La France prévoit une piqûre de CV pour réduire les préjugés au travail

Le gouvernement français enverra aux entreprises des CV avec des noms à consonance ethnique lors de tests secrets pour vérifier qu’ils ne font pas de discrimination raciale à l’égard des candidats à un emploi.

Les tests font partie d’un ensemble de 80 mesures présentées par Elisabeth Borne, la première ministre, dans un ambitieux plan quadriennal de lutte contre le racisme, l’antisémitisme et les discriminations liées à l’origine dans toutes les couches de la société.

Mme Borne n’a pas précisé comment le gouvernement effectuerait les tests, qui seront livrés aux organisations des secteurs public et privé.

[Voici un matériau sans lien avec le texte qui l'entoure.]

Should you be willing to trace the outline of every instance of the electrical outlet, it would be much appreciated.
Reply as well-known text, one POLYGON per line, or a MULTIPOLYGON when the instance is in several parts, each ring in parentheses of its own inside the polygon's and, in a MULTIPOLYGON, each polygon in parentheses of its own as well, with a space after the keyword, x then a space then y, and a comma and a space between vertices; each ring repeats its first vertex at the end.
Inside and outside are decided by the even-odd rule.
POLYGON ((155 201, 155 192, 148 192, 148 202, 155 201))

Des sources gouvernementales ont indiqué qu’une partie des tests consisterait à envoyer deux CV identiques pour la même offre d’emploi, la seule différence étant l’origine du candidat.

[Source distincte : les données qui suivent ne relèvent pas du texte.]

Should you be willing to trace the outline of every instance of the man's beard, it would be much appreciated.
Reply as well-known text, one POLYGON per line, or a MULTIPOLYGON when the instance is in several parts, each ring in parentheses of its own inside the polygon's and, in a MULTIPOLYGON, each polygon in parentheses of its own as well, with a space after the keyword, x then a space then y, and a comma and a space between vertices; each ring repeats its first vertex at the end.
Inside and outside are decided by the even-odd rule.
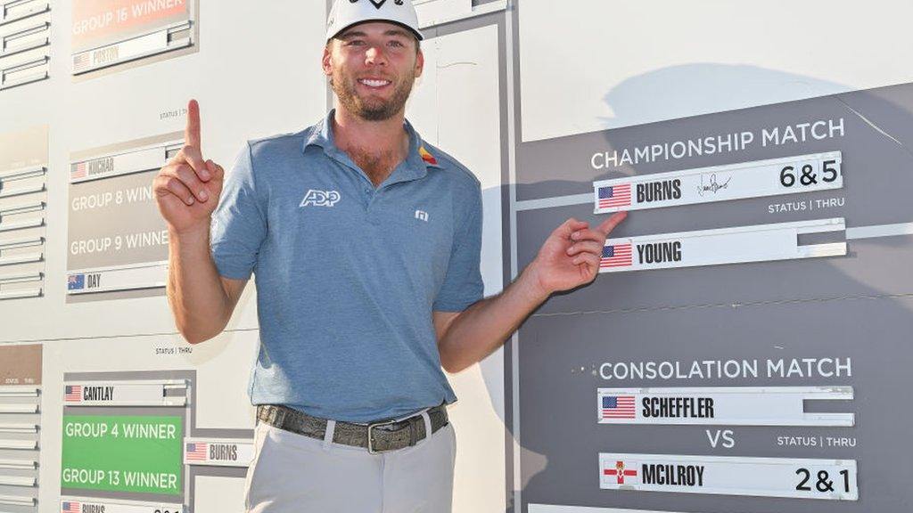
POLYGON ((377 98, 362 99, 355 91, 357 82, 345 79, 338 72, 331 79, 330 85, 340 99, 340 104, 347 111, 366 121, 383 121, 395 116, 405 107, 415 79, 404 79, 399 83, 394 79, 390 81, 395 89, 389 100, 377 98))

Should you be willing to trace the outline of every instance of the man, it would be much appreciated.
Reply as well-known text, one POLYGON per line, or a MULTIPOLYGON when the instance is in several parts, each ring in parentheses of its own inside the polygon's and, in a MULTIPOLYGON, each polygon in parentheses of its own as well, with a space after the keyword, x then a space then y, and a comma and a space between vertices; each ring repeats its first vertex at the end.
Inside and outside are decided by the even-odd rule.
POLYGON ((449 511, 456 397, 441 366, 480 361, 551 293, 592 281, 623 218, 568 220, 483 299, 479 183, 404 119, 421 38, 411 2, 337 1, 323 121, 249 142, 223 193, 192 100, 186 145, 155 179, 189 342, 222 331, 257 274, 250 511, 449 511))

Le gouvernement adoptera une réponse graduée à toute entreprise coupable de discrimination, avec la menace de naming and shaming ou une nouvelle amende civile dissuasive.

Alors que la France est officiellement daltonienne puisque les statistiques sur l’ethnicité, l’origine et la religion sont interdites, elle a été régulièrement accusée de ne pas s’attaquer aux discriminations profondément enracinées, en particulier sur le marché du travail et dans la police.

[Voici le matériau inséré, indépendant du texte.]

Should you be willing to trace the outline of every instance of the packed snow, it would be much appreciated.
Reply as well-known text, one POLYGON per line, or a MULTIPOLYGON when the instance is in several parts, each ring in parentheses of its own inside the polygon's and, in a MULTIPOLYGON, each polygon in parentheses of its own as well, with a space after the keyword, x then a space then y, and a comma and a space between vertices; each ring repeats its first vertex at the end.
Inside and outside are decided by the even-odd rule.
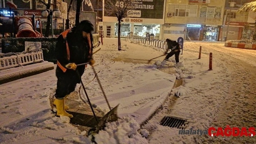
MULTIPOLYGON (((253 71, 256 64, 256 51, 228 48, 223 46, 223 43, 186 42, 183 54, 180 55, 181 62, 178 64, 175 63, 174 57, 166 63, 162 62, 162 57, 157 60, 155 64, 134 64, 111 60, 128 53, 117 51, 117 44, 113 44, 117 43, 116 39, 103 40, 102 49, 94 57, 98 65, 95 66, 96 71, 100 71, 99 76, 103 88, 110 96, 111 105, 127 101, 120 108, 118 112, 120 116, 128 112, 137 115, 133 115, 133 118, 131 115, 124 117, 107 124, 104 130, 95 136, 98 143, 256 143, 255 137, 235 141, 212 138, 205 135, 179 135, 179 129, 162 126, 159 123, 164 116, 171 115, 187 119, 188 123, 186 126, 189 129, 205 130, 219 126, 224 128, 226 125, 231 127, 256 127, 256 115, 254 110, 252 110, 255 109, 256 98, 256 79, 253 71), (203 50, 201 58, 199 60, 200 46, 202 46, 203 50), (210 52, 214 52, 212 71, 208 70, 210 52), (166 74, 157 69, 167 66, 172 66, 176 73, 166 74), (110 67, 114 69, 109 69, 110 67), (152 90, 152 84, 155 86, 162 83, 173 84, 174 82, 170 80, 174 77, 184 79, 183 84, 172 90, 167 87, 158 91, 152 90), (148 92, 136 89, 144 86, 148 87, 148 92), (171 96, 167 97, 166 95, 169 92, 171 96), (111 99, 111 96, 115 97, 118 94, 120 100, 111 99), (122 97, 124 95, 131 99, 122 97), (163 96, 157 99, 159 97, 151 97, 151 95, 163 96), (174 96, 178 97, 174 99, 174 96), (140 115, 152 113, 152 108, 155 108, 163 102, 165 97, 168 97, 167 102, 163 104, 163 109, 140 127, 143 120, 140 115), (152 100, 156 99, 161 102, 151 103, 154 101, 152 100), (230 110, 226 112, 226 109, 230 110), (128 112, 129 110, 131 112, 128 112)), ((156 49, 150 55, 152 57, 164 52, 139 42, 123 40, 121 43, 122 48, 127 51, 135 47, 156 49)), ((132 58, 134 56, 129 56, 132 58)), ((86 70, 83 80, 89 81, 94 77, 93 71, 86 70)), ((53 70, 1 86, 1 143, 91 143, 85 136, 86 132, 81 131, 71 125, 68 118, 56 117, 50 110, 48 97, 54 94, 56 82, 53 70)), ((98 86, 95 80, 86 84, 86 87, 91 101, 106 112, 107 107, 103 102, 103 95, 98 86)))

Lors du lancement du plan lundi, Kaltoum Gachi, co-présidente de l’organisation antiraciste MRAP, a raconté comment son frère, Kamel, avait échoué dans sa longue recherche d’emploi chez un constructeur automobile jusqu’à ce qu’il change son nom en Kévin.

La France a déjà testé l’idée de CV anonymes sans informations personnelles comme les noms, adresses et âges, pour voir si cela réduisait la discrimination à l’emploi.

Cependant, une étude de 2017 pour l’agence française pour l’emploi a suggéré que cette décision était contre-productive car les employeurs ne font en fait pas de discrimination sur les origines sociales ou nationales et ont tendance à promouvoir la discrimination positive, ce qui n’est pas possible si les CV sont anonymes.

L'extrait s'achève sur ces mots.